Et voici le choc révélateur par excellence ! La fin du monopole de l'Occident, le terme d'une suprématie économique sur le monde qu'il détenait depuis le XVIIe siècle. Repartons pour une nouvelle énumération peu joyeuse mais implacablement causale. Les grands pays de l'OCDE voient leur force industrielle battue en brèche : faible croissance des investissements, prix de revient trop élevés, vieillissement de la population, le capital va vers les pays émergents, où les coûts de production sont plus faibles. Ah ! nous y voilà, l'inexorable arrivée sur le devant de la scène de la Chine et de l'Inde. Le fameux «grand croisement» annoncé en 2002 par l'économiste américain Angus Maddison, la naissance en fait d'une deuxième globalisation.

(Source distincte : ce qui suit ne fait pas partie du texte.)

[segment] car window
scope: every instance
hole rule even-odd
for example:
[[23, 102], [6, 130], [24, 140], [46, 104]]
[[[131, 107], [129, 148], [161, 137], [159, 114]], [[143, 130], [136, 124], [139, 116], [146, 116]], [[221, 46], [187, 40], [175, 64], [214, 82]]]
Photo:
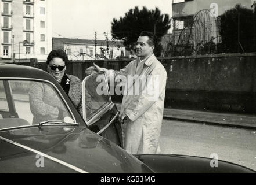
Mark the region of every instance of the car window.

C'est avec beaucoup de soin que les auteurs éclairent la bagarre pour les parts de marché mondial, le recul des États-Unis, de l'Angleterre et de la France, «avec les résultats que l'on imagine sur les balances commerciales des biens à la fin de 2007».
A contrario, les pays émergents font une terrible percée, en particulier dans les secteurs des biens milieu de gamme, et le livre nous verse en pluie une liste de grandes firmes occidentales progressivement contrôlées. Tel le chimiste américain General Chemical Industrial Products, passé sous la coupe de l'Indien Tata Chemicals. Demain, Jaguar et Land Rover passeront dans le four tandoori.
Mais si la globalisation accélère la redistribution des cartes, c'est mal connaître l'économie, qui est chose vivante, que de croire qu'un processus va toujours dans le même sens. La fin des 29es jeux Olympiques en Chine voit le début d'un tassement de la croissance, en dépit du succès de l'organisation de ces jeux. Les auteurs, qui instruisent totalement à charge, peuvent-ils ignorer que tout est réversible et que les exportations chinoises vers les États-Unis et l'Europe stagnent ? Les limites du vainqueur, ce sont ses dépendances à l'égard de ceux qu'il a terrassés. La globalisation, c'est un peu la dialectique du maître et de l'esclave, on ne règne pas longtemps sur ceux que l'on annihile.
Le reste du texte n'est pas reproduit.